In Kazakhstan today, a large percentage of people have parents or grandparents whose lives were savagely rewired by deportation and imprisonment in the camps. But memories of the gulags are dying.
"For younger generations the gulag is uninteresting," said Arest Savchak, a 61-year-old teacher whose parents and grandparents were exiled to Karaganda for supporting Ukrainian nationalism.
"After the collapse of the Soviet Union, when we entered market economy, the values and the views of people have changed. Unless the gulag can be linked to the present time, it is meaningless," he said.
For many Karaganda youngsters, the oppression the gulags stand for does not register.
"This was just a village for miners," said Sasha Talabaev, 12, who was riding a bicycle through the heart of what was one of the gulags.
Some of the reasons for a collective forgetting are obvious. The memories are painful. And since the fall of the Soviet Union and Kazakhstan's independence in 1991, there are more pleasant things to focus on. Growing affluence is one of them.
But there are political aspects to a sidestepping of Kazakhstan's recent history, too, often born out of the government's determination to stay friendly with Russia.
To sustain support for a pro-Russia foreign policy, "the Kazakhstan state has gone to great lengths to construct an ideology for its nation-state that glosses over its colonial and neo-colonial history with Russia," Sean Roberts, a researcher in Central Asia affairs at Georgetown University, wrote on Dec. 19 in his Web log.
Although those efforts have not added up to a blanket ban on public remembrances of the gulags, the government has chosen to ignore the issue.

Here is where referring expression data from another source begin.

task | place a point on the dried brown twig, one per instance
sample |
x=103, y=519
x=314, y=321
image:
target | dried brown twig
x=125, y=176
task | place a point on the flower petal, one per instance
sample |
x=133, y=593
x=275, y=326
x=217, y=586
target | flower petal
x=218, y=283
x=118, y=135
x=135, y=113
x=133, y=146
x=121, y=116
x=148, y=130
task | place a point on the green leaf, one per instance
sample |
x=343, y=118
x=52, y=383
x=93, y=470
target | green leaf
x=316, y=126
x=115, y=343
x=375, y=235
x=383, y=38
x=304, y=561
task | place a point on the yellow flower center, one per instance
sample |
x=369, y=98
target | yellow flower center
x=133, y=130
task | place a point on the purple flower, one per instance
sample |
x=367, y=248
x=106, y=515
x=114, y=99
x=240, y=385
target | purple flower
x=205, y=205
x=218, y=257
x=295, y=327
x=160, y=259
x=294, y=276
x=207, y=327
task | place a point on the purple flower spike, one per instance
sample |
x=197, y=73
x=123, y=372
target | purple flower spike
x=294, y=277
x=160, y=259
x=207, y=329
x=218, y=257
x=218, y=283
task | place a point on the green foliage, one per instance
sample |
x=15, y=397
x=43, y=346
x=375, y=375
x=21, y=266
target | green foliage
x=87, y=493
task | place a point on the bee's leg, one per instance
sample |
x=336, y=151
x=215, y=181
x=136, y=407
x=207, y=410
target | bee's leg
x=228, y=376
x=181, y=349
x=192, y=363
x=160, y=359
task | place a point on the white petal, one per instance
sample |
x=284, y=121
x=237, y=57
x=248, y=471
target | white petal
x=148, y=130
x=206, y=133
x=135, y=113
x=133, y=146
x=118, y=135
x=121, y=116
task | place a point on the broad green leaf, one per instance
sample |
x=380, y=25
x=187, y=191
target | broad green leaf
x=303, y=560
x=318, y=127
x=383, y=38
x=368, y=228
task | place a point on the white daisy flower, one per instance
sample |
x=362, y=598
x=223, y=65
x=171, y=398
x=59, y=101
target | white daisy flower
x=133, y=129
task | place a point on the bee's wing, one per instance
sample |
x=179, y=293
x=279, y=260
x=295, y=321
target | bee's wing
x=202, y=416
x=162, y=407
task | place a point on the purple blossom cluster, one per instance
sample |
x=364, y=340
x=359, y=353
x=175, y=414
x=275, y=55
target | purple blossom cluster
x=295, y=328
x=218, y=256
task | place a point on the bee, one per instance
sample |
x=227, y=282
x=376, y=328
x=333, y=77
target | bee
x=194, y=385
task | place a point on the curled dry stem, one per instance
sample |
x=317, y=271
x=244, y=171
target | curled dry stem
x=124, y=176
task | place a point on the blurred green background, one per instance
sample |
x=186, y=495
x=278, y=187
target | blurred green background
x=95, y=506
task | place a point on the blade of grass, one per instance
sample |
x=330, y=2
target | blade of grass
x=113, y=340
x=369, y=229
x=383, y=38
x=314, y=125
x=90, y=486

And it has used its control of the education system to keep texts from dwelling on the topic.
In a more pointed example of control, the government forbade large-scale of a violent uprising in Almaty, the capital, that took place in December 1986. As many as 40,000 ethnic Kazakhs poured into Almaty's central square then to protest then Soviet president Mikhail Gorbachev's firing of the chief of the Kazakh Soviet state. Soviet security forces are estimated to have killed at least 200 protesters on the square.
The rebellion was a watershed for Kazakh identity. It resonated too strongly for the government to ignore this year, so in October, President Nursultan Nazarbayev quietly dedicated a statue to commemorate the event. But the gesture received little coverage in the press, which is controlled by the government.
Opposition leaders and several thousand nationalists hoped to use the statue as a gathering point for an anti-government rally, but the government moved swiftly to crush preparations for it.
With Kazakh nationalism having become mostly the purview of the anti-Russia opposition here, the government has had to use other avenues to promote a coherent national identity. That is no small challenge in this country of 17 million people who span 80 different ethnicities and nearly as many religions -- a direct legacy of the Soviet Union's use of Kazakhstan as a holding pen for prisoners, dissidents and people who did not fit in the Russian mainstream.
Popular culture has been one tool of choice, especially through the government-financed movie studio KazakhFilm. This year the studio released its biggest hit yet, a historical piece called Nomad that tells the little-known story of an ancient battle to give an uplifting view of Kazakh identity. The film, a US$34.5 million production, broke box-office records in Kazakhstan, grossing more than US$1 million.